Europe owes India bigtime anyways. Allowing them a little flag waving after massive exploitation that barely ended a quarter century ago is the least we can do.
No need to crow if you've really got success, celebrate the newest addition to the Orbital High Club instead! the more the merrier.
the only way to have space without borders, is to have launchers everywhere.
"Europe owes India bigtime anyways. Allowing them a little flag waving after massive exploitation that barely ended a quarter century ago is the least we can do."
If anyone owes India, it would be just the UK. What massive exploitation of India ended in the 1990s?
Germany, France Holland, Belgium, Sweden, Spain, Portugal and Italy had their own playgrounds where sins were committed. (did I miss any European players?)
Germany, France Holland, Belgium, Sweden, Spain, Portugal and Italy had their own playgrounds where sins were committed. (did I miss any European players?)
Denmark. The US Virgin Islands used to be Danish. The Danes also owned Iceland and still own Greenland. Exactly why anyone would want Iceland or Greenland is left as an exercise for the student.
And, recall, Goa in India was Portuguese until about 1966, when the Indians marched in and dared the Portuguese to do something. Which they couldn't, as Egypt refused to let them pass through Suez, and they didn't have any ships with enough range to get there going past the Cape of Good Hope. In theory they could have stopped in Angola and Mozambique, but as a practical matter that wasn't on either, there being a bit of a revolution going on in both places. There would be a reason why there's an AK-47 on the Mozambican flag...
Heavy is defined as 20,000 - 50,000 kg to LEO. Medium is 2,000 - 20,000 kg, Super Heavy is over 50,000 kg. So the Indian rocket is a Medium, as is the Soyuz. The Falcon 9 FT is a Heavy and the Falcon Heavy is actually a Super Heavy (at least according to the NASA classification system).
There isn't a standard definition for what is heavy. The rule of thumb has been that anything over 20 tonnes to LEO was labelled heavy.
Recent developments are pushing the lower bound of what we call heavy though. F9 has been upgraded so much that it's payload capacity is less than 10% smaller than the original FH design. I expect by 2025 heavy lift will be changed to refer only to rockets above your 50 tonne number.
You're not wrong, just ahead of your time. More importantly, your point point that 8 tonnes to LEO isn't heavy lift, is correct. Not that it really matters. The key is cost per kg.
The problem at the moment is that NOBODY has 50T to LEO capability.
The last launcher capable of that was Saturn V (anything which didn't reach orbit doesn't count, so don't bring up Energia or N1)
The next rocket to beat that threshold will be Falcon Heavy and I'm sure that Elon named it so he can swear in public with a straight face.

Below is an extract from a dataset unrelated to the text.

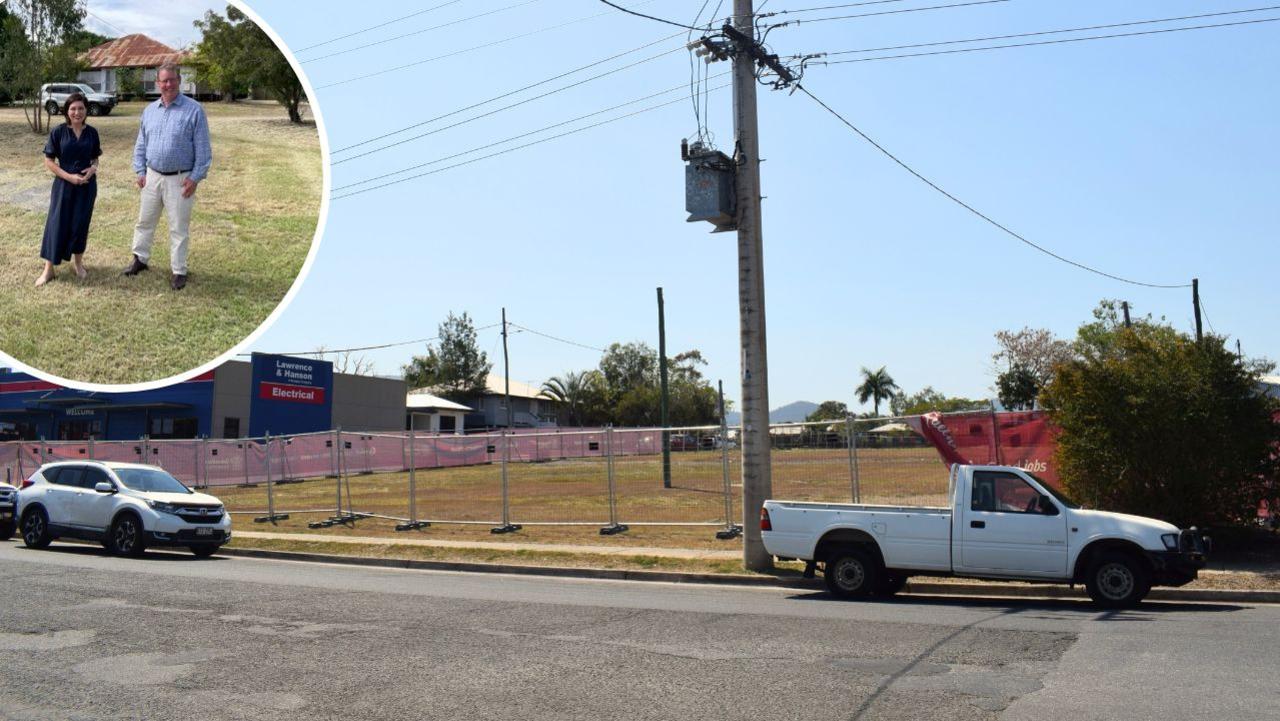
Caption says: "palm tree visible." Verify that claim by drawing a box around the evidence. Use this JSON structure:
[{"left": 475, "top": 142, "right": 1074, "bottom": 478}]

"so don't bring up Energia"
Didn't Buran have a payload capacity of ~30T? And Energia put the orbiter up, so surely that would have to have (a) a payload significantly greater than 30T to LEO, and (b) actually have put it up there for Buran to have been whizzing about for hours.
That's my understanding, but I could be wrong. Anyone able to confirm?
"But how expensive to build one these days?"
That's an interesting question, of course, but one that doesn't lend itself to easy answers. But of course, my point is really that people who talk about going beyond the figures that *are* in the table need to remember that it has been done already. It isn't science fiction, and it isn't beyond the reach of our *current* level of technology. It's *history*.